Likewise, some things that seem popular from media coverage are in fact quite unrepresentative of the country. When you see headlines such as “Five signs America is falling in love with public transit,” it’s very easy to forget that just 5.2 percent of Americans commute to work by public transportation. (It seems likely that the percentage of big-city journalists who use public transportation is much higher.) Time called Game of Thrones “the last consensus show on television.” But that “consensus” consists of about 23 million people in a country of more than 300 million. In March 2016, Buzzfeed referred to “the hit Broadway musical Hamilton that everyone you know has been quoting for months.” At that point, the total number of Americans who had seen Hamilton was roughly 384,000 people.

It wasn’t that long ago that the New York Times was gushing about the likes of Ezra Klein and Matt Yglesias under the headline, “Washington’s New Brat Pack Masters Media.” Klein and Yglesias went on to form the online publication Vox, adopting the humble slogan, “The Smartest Thinkers, the Toughest Questions.” That slogan was most often sarcastically cited when the site made a surprisingly boneheaded error, such as claiming that there is a physical bridge connecting the West Bank and the Gaza Strip, reporting that the city of Boulder, Colo., has 102 toilets for every resident, or mixing up gun-ownership rates and gun-violence rates.

It’s hard to shake the feeling that some reporting mistakes could be avoided or caught earlier if reporters and editors had a wider range of life experience, or more curiosity about the life experiences of other people outside of their peer group.

#related#In 2013, writing for Slate, Yglesias noted with great incredulity the considerable bureaucratic and paperwork hurdles he faced to get a license to rent out his old condominium in Washington, D.C.: “I’ve been to three offices, filed five forms, spent $200, lost a day of work — and I’m not even close to getting the simple license I need,” he wrote. “Cities make it ridiculously hard to start a small business. They need to stop.”
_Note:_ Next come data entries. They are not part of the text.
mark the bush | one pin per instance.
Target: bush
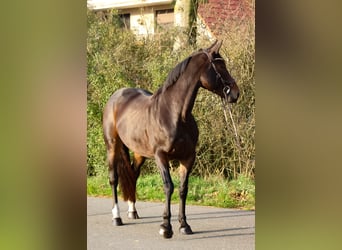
(117, 58)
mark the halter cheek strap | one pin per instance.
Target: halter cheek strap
(226, 89)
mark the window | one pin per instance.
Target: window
(165, 18)
(125, 20)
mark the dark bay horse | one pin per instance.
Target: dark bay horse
(161, 126)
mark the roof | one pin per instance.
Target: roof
(123, 4)
(215, 13)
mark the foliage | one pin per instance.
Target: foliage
(117, 58)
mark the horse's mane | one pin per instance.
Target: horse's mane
(174, 75)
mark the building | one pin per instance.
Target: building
(143, 17)
(146, 17)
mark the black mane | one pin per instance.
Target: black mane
(174, 75)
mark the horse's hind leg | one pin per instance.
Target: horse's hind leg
(138, 161)
(112, 157)
(184, 170)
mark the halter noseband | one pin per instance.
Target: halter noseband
(226, 88)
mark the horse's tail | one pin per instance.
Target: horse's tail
(127, 179)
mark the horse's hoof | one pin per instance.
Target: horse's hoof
(185, 230)
(117, 222)
(133, 215)
(165, 232)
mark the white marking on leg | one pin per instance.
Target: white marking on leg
(116, 211)
(131, 206)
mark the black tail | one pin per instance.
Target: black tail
(127, 179)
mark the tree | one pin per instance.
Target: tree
(185, 22)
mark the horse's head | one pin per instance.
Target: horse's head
(216, 77)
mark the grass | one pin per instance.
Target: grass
(211, 191)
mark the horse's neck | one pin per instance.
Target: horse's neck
(182, 95)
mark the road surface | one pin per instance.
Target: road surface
(214, 228)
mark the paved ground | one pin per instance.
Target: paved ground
(214, 228)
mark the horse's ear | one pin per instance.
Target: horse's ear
(216, 47)
(211, 46)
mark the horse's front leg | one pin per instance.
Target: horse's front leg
(163, 165)
(184, 170)
(138, 161)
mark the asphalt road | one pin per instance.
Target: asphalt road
(214, 228)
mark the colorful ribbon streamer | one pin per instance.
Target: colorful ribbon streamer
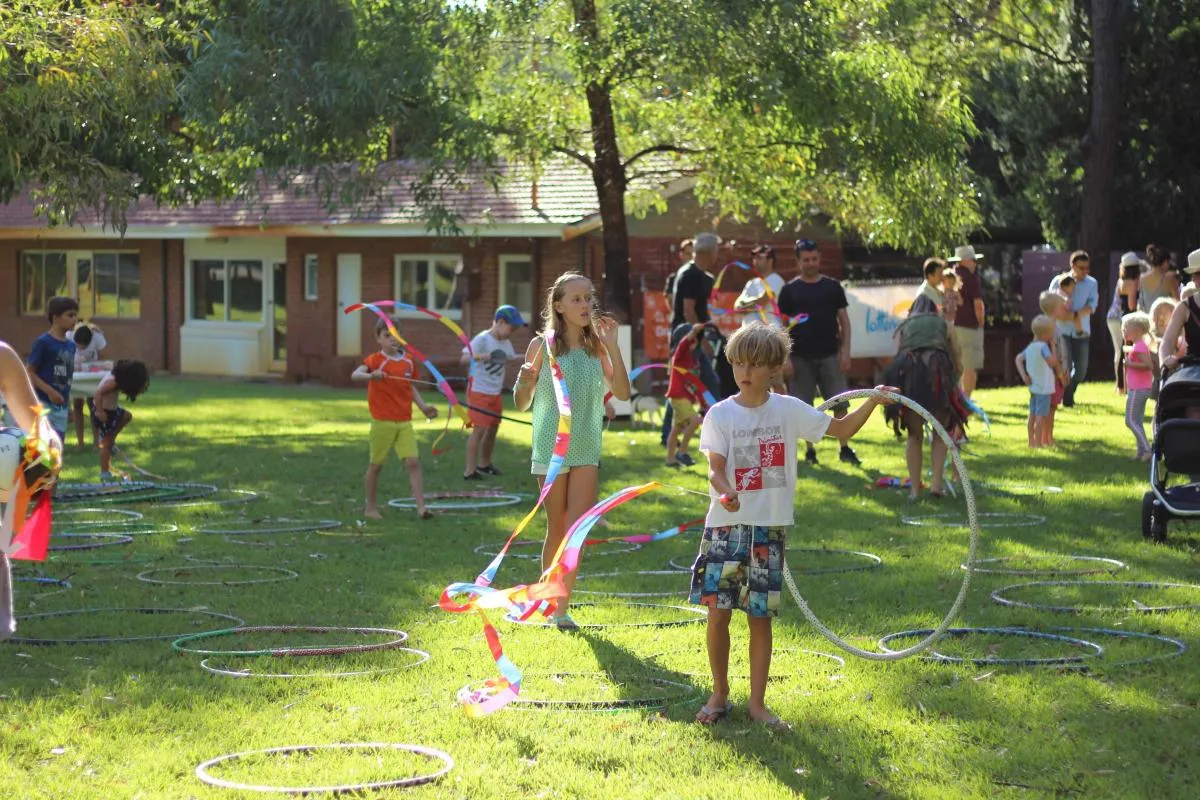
(789, 322)
(442, 383)
(696, 384)
(523, 601)
(28, 539)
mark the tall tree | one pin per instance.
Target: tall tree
(781, 108)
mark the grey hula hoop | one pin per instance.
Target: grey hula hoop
(972, 545)
(1001, 662)
(999, 596)
(202, 771)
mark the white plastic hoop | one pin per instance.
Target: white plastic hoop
(972, 545)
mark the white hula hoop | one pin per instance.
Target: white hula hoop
(972, 546)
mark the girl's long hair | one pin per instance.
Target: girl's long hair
(552, 320)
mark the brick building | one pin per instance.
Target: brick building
(250, 290)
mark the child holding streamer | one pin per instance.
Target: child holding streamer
(750, 444)
(585, 348)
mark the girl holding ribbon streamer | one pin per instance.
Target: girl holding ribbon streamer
(750, 444)
(568, 368)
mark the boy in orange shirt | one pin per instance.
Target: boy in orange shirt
(390, 397)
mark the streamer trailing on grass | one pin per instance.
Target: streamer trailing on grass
(523, 601)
“No kidding!” plenty of conservatives scoffed, noting this was the sort of argument Yglesias rejected before his experience with the local bureaucracy. We shouldn’t knock someone for adjusting his perspective based upon firsthand experience. But a good journalist will attempt to get a detailed feel for an issue or the people involved before making a blanket judgment.

The good news is that it’s never too late to try looking at the world from a perspective that’s different than your own.